PREDICT directive
Forms predictions from a linear or generalized linear model.
Options
Parameters
Description
The PREDICT directive can be used after the FIT directive to summarize the results of the regression, by using the fitted relationship to predict the values of the response variate at particular values of the explanatory variables. CLASSIFY, the first parameter of PREDICT, specifies those variates or factors in the current regression model whose effects you want to summarize. Any variate or factor in the current model that you do not include will be standardized in some way, as described below.
The LEVELS parameter specifies values at which the summaries are to be calculated, for each of the structures in the CLASSIFY list. For factors, you can select some or all of the levels, while for variates you can specify any set of values. A single level or value is represented by a scalar; several levels or values must be combined into a variate (which may of course be unnamed). A missing value in the LEVELS parameter is taken by GenStat to stand for all the levels of a factor, or for the mean value of a variate. The PARALLEL parameter allows you to indicate a set of factors and/or variates whose values change in parallel. Each of these should have same number of values specified for it by the LEVELS parameter of PREDICT. The predictions are then formed for each corresponding set of values rather than for every combination of these values.
You can best understand how GenStat forms predictions by regarding its calculations as consisting of two steps. The first step, referred to below as Step A, is to calculate the full table of predictions, classified by every factor in the current model. For any variate in the model, the predictions are formed at its mean, unless you have specified some other values using the LEVELS parameter; if so, these are then taken as a further classification of the table of predictions. The second step, referred to as Step B, is to average the full table of predictions over the classifications that do not appear in the CLASSIFY parameter: you can control the type of averaging using the COMBINATIONS, ADJUSTMENT and WEIGHTS options. By default, the predictions are made at the mean of any offset variate, but option OFFSET can be used to specify another value at which the predictions should be made instead.
Printed output is controlled by settings of the PRINT option:
By default descriptions, predictions and standard errors are printed. The standard errors (and sed's) are relevant for the predictions when considered as means of those data that have been analysed, with the means formed according to the averaging policy defined by the options of PREDICT. The word prediction is used because these are predictions of what the means would have been if the factor levels been replicated differently in the data; see Lane & Nelder (1982) for more details.
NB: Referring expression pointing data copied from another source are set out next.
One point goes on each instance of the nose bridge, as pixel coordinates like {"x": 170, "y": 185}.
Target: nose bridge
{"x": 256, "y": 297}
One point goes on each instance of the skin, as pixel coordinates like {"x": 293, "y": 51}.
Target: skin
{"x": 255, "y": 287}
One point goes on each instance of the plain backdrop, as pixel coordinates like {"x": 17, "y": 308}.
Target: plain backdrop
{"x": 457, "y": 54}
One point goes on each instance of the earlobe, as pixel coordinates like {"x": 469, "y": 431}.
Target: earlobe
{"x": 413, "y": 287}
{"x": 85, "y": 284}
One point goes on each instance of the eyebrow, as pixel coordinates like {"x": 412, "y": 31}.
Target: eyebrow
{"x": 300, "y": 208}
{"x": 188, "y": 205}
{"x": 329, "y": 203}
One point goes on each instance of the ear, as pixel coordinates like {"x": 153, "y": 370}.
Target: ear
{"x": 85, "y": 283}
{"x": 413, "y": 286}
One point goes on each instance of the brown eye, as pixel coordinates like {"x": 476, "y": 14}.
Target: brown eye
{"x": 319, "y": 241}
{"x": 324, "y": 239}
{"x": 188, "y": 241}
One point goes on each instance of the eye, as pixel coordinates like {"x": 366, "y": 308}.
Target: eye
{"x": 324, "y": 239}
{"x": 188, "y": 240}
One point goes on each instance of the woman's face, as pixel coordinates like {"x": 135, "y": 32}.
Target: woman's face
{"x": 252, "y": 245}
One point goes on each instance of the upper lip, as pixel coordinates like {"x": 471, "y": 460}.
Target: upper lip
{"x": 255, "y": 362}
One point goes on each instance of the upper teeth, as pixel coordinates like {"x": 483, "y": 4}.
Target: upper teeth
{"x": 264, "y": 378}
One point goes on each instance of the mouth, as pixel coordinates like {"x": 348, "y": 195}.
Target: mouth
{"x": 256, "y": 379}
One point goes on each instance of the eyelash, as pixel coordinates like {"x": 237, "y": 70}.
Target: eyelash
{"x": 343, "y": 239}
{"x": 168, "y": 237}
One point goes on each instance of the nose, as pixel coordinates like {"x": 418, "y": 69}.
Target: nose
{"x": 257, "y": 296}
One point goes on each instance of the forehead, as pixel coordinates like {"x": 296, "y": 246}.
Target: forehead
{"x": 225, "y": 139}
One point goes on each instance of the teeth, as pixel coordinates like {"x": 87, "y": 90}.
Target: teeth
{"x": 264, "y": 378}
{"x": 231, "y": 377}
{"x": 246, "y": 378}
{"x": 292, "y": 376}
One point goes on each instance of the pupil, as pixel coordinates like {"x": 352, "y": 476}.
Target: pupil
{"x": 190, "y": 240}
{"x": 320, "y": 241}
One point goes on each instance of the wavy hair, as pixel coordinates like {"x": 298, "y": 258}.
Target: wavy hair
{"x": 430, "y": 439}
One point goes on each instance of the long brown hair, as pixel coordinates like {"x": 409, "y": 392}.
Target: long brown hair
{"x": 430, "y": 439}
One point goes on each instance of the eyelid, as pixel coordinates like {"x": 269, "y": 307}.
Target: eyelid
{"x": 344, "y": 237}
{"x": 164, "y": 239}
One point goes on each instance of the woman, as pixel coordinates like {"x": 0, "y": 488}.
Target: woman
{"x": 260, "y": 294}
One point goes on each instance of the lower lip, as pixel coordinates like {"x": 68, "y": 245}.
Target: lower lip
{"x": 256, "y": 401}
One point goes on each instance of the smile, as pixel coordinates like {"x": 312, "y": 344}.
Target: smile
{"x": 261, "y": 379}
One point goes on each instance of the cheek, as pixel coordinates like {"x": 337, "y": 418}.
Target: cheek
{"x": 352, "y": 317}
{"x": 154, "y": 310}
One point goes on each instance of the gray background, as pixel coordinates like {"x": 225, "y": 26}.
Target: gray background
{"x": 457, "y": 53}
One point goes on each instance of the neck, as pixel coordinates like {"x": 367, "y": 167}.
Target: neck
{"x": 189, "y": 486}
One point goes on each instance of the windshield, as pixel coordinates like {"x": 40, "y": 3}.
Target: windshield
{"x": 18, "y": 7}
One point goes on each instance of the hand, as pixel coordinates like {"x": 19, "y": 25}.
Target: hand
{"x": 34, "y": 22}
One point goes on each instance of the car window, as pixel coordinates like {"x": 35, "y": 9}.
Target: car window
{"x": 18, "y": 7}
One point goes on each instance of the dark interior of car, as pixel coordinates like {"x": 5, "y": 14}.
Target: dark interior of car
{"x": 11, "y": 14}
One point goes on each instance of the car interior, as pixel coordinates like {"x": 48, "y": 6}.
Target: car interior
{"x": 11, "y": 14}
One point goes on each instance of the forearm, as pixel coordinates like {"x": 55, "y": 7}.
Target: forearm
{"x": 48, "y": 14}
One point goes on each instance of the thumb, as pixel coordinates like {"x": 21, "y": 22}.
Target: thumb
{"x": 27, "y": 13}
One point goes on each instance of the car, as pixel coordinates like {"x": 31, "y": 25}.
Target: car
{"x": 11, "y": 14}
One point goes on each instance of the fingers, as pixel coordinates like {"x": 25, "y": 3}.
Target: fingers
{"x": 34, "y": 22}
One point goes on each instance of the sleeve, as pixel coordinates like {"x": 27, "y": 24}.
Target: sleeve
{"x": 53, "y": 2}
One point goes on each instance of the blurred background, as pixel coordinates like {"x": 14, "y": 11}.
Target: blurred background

The LSDLEVEL option specifies the significance level (%) to use in the calculation of least significant differences (default 5%).
By default, the standard errors (and sed's) are not augmented by any component corresponding to the estimated variability of a new observation. However, you can set option SCOPE=new to request that the variance of predictions should be calculated on the basis of forecasting new observations rather than of summarizing the data to which the model has been fitted. This setting cannot be used if the predictions are to be standardized for the effects of any factors in the model; in other words, all factors in the current model must be listed in the CLASSIFY parameter of the PREDICT statement. In addition, it cannot be used when making predictions from generalized linear models with option BACKTRANSFORMATION=none, nor with weighted regression. The effect of SCOPE=new is to form variances for each predicted value by combining the variance of the estimated mean value of the prediction (as produced for SCOPE=data) together with the estimated variance of a new observation with the same values of explanatory variates and factors:
"new" variance = "data" variance + (dispersion × variance function)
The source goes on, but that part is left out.